The defendant's general demurrer to the petition was overruled. By agreement of the parties the cause was submitted to the trial judge without the intervention of a jury. A judgment was rendered for the plaintiff for the amount alleged to be due. The defendant excepted to the judgment overruling his general demurrer and to the judgment for the plaintiff in the amount alleged to be due.
The Court of Appeals reversed the judgment of the trial court overruling the defendant's general demurrer. It was stated in the opinion of the Court of Appeals in part: "The trial court having erred in overruling defendant's general demurrer, all further proceedings were nugatory, . . ." The plaintiff's application for writ of certiorari was granted.
Under the Georgia "Retailers' and Consumers' Sales and Use Tax Act," the term "dealer" is defined in part as follows: "The term `dealer' as used in this Act shall include every person, as used in this Act, who manufactures or produces tangible personal property for sale at retail, for use, or consumption, or distribution, or for storage to be used or consumed in this State." Ga. L. 1951, pp. 360, 368, § 4 ( Code Ann. Supp. § 92-3404a). Under the rulings of this court in Williams v. Bear's Den, Inc., 214 Ga. 240 ( 104 S.E.2d 230) and Oxford v. J. D. Jewell, Inc., 215 Ga. 616 ( 112 S.E.2d 601) the responsibility for collecting the taxes levied by the act from the purchaser and remitting to the State Revenue Commissioner is on the dealer. The plaintiff shows by its allegations that it is a "dealer," that it sold merchandise to the defendant upon which the defendant did not pay sales taxes to the State of Georgia, and that the plaintiff has paid the taxes due. The right of the dealer to recover for taxes paid where they are not paid by the purchaser is provided for in the act as follows: "Dealers shall, as far as practicable, add the amounts of the tax imposed under this Act to the sales price or charge, which shall be a debt from the purchaser or consumer to the dealer, until paid, and shall be recoverable at law in the same manner as other debts." Ga. L. 1951, pp. 360-373, sec. 12 (b) ( Code Ann. Supp. § 92-3415a).
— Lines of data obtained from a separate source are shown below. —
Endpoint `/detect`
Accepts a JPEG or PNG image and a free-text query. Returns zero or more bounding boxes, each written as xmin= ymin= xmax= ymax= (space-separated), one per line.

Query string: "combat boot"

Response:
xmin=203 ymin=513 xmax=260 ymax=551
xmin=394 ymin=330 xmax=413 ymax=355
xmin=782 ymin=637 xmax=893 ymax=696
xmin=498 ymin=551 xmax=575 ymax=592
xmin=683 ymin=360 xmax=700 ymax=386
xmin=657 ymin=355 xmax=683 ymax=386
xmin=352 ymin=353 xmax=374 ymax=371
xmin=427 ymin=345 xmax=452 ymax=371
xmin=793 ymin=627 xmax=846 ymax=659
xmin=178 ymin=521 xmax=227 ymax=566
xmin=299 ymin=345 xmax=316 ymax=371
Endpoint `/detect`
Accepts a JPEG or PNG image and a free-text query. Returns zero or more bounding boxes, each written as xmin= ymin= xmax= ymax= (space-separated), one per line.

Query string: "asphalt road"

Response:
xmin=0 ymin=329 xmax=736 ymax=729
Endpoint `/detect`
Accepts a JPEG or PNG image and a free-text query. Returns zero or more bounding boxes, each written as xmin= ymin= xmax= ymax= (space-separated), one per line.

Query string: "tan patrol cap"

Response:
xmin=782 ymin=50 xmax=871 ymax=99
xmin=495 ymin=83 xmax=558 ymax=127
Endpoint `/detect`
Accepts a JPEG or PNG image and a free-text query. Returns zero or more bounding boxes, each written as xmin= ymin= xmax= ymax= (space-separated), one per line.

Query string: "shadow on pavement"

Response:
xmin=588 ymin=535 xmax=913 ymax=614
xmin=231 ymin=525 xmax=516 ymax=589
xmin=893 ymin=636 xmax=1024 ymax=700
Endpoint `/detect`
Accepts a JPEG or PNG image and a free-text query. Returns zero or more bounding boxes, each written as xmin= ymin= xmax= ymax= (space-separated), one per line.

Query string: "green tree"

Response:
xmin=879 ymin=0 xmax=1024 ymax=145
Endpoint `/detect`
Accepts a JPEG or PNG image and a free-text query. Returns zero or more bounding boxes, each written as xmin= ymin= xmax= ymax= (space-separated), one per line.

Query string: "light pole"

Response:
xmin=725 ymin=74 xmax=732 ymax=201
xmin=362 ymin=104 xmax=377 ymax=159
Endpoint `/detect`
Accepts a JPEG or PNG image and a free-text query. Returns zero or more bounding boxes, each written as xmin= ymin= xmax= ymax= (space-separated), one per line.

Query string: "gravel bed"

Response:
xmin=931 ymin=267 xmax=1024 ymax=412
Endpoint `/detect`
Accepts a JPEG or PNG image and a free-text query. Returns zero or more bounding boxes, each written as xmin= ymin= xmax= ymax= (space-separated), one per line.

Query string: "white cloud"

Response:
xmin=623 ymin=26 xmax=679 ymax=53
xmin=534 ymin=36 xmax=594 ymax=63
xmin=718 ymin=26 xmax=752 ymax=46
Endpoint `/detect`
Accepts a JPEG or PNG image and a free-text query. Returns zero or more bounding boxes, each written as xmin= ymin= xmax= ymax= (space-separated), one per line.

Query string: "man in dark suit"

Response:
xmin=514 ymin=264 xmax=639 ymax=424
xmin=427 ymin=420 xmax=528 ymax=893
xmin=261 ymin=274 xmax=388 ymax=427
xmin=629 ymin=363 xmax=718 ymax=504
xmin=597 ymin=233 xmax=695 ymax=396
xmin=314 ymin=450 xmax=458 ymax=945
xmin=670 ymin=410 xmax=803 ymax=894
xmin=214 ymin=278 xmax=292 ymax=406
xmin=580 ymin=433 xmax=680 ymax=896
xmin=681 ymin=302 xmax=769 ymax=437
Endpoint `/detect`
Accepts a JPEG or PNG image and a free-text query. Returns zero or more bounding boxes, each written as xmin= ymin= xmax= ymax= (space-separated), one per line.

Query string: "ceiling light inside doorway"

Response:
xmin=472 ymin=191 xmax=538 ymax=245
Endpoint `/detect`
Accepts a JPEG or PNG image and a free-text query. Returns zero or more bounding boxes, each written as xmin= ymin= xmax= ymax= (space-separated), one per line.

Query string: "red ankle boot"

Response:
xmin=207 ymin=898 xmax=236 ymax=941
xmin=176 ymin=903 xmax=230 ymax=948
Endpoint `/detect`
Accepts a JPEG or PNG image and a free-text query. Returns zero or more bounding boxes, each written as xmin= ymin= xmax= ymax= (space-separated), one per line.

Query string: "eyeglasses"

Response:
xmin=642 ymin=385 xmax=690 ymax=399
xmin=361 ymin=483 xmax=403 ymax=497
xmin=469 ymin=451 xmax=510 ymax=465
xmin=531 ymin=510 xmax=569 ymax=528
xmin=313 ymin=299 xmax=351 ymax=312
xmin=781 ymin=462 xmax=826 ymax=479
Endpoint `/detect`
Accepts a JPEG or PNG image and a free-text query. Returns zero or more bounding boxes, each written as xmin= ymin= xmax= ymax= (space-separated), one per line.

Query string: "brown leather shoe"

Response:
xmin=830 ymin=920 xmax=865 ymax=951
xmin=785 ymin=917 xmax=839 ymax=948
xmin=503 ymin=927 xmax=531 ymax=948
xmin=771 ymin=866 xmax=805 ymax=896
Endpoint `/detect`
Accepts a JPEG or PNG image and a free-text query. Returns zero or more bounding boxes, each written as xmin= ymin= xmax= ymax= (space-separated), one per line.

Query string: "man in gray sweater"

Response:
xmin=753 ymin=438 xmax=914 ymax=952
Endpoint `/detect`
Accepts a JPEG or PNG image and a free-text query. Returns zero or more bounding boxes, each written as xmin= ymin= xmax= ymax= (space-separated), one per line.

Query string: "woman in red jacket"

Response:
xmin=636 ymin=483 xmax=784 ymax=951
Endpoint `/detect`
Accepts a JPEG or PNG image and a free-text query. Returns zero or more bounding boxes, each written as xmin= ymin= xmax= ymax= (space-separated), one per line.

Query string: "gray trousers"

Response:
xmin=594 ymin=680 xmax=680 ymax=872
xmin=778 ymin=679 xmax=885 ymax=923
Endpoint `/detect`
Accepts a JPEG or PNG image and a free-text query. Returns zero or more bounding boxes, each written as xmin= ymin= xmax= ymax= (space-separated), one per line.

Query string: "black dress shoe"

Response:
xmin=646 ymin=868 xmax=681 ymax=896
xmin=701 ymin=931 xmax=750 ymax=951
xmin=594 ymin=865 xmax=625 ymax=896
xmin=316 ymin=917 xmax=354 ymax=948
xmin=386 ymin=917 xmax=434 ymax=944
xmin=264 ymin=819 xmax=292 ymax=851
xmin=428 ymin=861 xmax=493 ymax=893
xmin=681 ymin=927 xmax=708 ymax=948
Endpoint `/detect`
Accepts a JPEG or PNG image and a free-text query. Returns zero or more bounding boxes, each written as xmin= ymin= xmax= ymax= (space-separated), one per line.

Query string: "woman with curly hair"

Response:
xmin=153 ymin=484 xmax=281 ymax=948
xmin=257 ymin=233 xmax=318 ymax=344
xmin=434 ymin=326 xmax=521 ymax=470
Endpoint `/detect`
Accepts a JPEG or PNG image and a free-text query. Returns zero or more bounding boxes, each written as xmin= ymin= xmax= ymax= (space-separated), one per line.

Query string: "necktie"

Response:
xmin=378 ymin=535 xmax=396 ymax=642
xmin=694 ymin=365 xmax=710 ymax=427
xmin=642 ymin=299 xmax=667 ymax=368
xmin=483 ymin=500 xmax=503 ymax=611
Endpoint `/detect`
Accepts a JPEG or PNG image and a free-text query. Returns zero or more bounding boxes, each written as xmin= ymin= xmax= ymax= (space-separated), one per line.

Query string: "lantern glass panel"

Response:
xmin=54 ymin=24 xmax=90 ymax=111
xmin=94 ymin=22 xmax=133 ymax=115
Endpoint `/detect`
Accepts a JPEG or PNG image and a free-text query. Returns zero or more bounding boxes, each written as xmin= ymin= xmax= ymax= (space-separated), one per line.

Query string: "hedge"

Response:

In order for a pleading to be good as against a general demurrer, it is not required that the plaintiff anticipate a possible defense by the defendant. If the plaintiff by his petition does anticipate a possible defense by the defendant, it must be effectively avoided or the petition is subject to general demurrer. Swafford v. Glaze, 206 Ga. 574 ( 57 S.E.2d 823); Wright v. Pritchett, 213 Ga. 865 ( 102 S.E.2d 602); Columbian Mutual Life Ins. Co. v. Carter, 58 Ga. App. 150 ( 197 S.E. 925); Douglas v. McNabb Realty Co., 78 Ga. App. 845 ( 52 S.E.2d 550). In the present case the petition states a cause of action for the taxes alleged to be due, and no defense is anticipated by any allegation contained in the petition.
Judgment reversed. All the Justices concur.